Balada Nasi Padang

Oleh: Muzsuke Abdillah

(Member Writing Class with Has) 


"Buruk rupa cermin dibelah." 

Itulah peribahasa yang tepat untuk menggambarkan para pendukung 01 yang tengah memboomingkan kampanye #boikotnasipadang. Perkara boikot nasi Padang ini bermula dari kekalahan kubu 01 pada pemilu 17 April lalu di wilayah Sumatera Barat. 

Seperti diketahui, hasil perhitungan quick count oleh 3 lembaga survei SMRC, Indikator, dan Charta Politika menunjukkan kandidat nomor urut 02 itu menang telak di Sumatera Barat dengan perolehan suara antara 83-87%. 

Inipun sejalan dengan hasil real count Pilpres 2014 lalu yang menunjukkan bahwa kubu Prabowo menang telak atas Jokowi dengan memperoleh 76,9% suara di Sumatera Barat. 

Meski ini bukan pertama kalinya kubu Prabowo mendulang banyak suara di wilayah Sumatera Barat, namun ternyata masih ada yang tidak menerima hasil ini, terutama dari kubu lawannya, petahana. Para pendukung petahana berkoar bahwa masyarakat Sumatera Barat tidak tahu terima kasih pada presiden Joko Widodo yang telah bantu mempopulerkan makanan khas Sumbar yakni Nasi Padang, sehingga mereka menyerukan untuk memboikot nasi Padang. 

Netizen ramai mengomentari ini, menjadikan foto dan postingan tentang nasi Padang ramai dibagikan banyak warganet. Menurut netizen, tidak ada kaitannya antara kekalahan di pemilu dengan makanan khas suatu daerah, sehingga perilaku pendukung petahana dalam memboikot nasi Padang ini dinilai gegabah dan terlalu mengada-ada. 

Seperti dikutip dari BBCNews (18/4), dikatakan bahwa warga Minang, etnis mayoritas di Sumatera Barat, punya jargon yang disebut 3T - tokoh, takah, dan tageh. Menurut orang Minang, orang yang pantas menjadi pemimpin bukanlah sekadar tokoh yang elit dan memiliki kemampuan lebih dari masyarakat kebanyakan, tapi juga memiliki karisma (takah) dan gairah atau semangat (tageh).

Maka dalam klasifikasi tersebut masyarakat Sumatera Barat menilai Prabowo lebih memenuhi syarat dibanding Jokowi sehingga patutlah perolehan suara untuk kubu Prabowo lebih banyak dibanding Jokowi. 

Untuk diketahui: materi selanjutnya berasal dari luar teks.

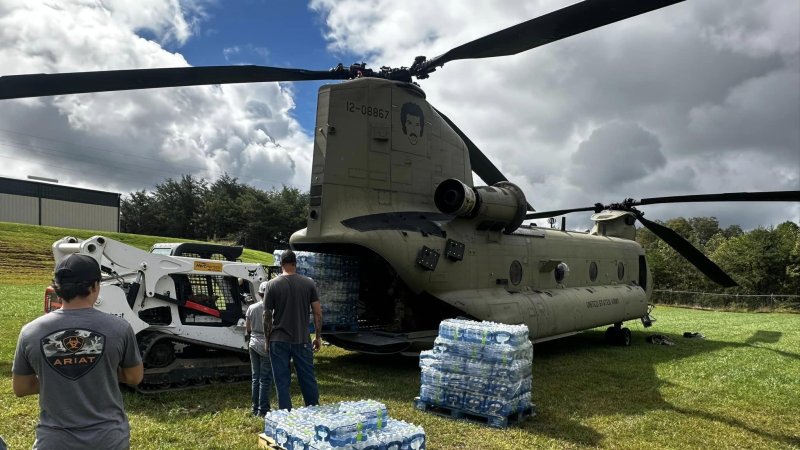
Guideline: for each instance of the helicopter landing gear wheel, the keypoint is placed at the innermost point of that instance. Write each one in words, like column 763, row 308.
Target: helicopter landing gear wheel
column 619, row 336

Selain jargon 3T, kriteria masyarakat Sumatera Barat dalam memilih pemimpin juga dilihat dari faktor keagamaannya. Dibanding Jokowi, masyarakat Sumbar menilai bahwa Prabowo lebih agamis karena dianggap beliau lebih dekat dengan ulama. Adapun kubu Jokowi, meskipun wakil yang diusungnya adalah ulama, namun keberadaan Kyai Ma'ruf Amin tidak memiliki banyak pengaruh di Sumbar sebab beliau ikut mempopulerkan Islam Nusantara yang banyak ditentang oleh masyarakat Sumbar. 

Memang realitas di negeri mayoritas muslim ini, salah satu kriteria penilaian untuk memilih seorang pemimpin, khususnya kepala negara, adalah ia harus seorang muslim taat. Terbukti dengan selama ini calon-calon yang maju ke pilpres adalah muslim. Selain dari faktor keberpengaruhan dan track recordnya di masyarakat, faktor keagamaan juga menjadi poin khusus yang menjadi sorotan para pemilih. 

Sejalan dengan pemikiran mayoritas warga Indonesia, dalam Islam mensyaratkan pemimpin juga harus seorang muslim taat. Sebab hanya muslim taat yang mau menerapkan syariat Islam secara menyeluruh. Islam memiliki pemecahan untuk seluruh problematika manusia, sehingga jika aturan Islam yang diterapkan, insyaa Allah, Indonesia akan menjadi baldatun thayyibatun wa rabbun ghafuur. Wallahu a’lam.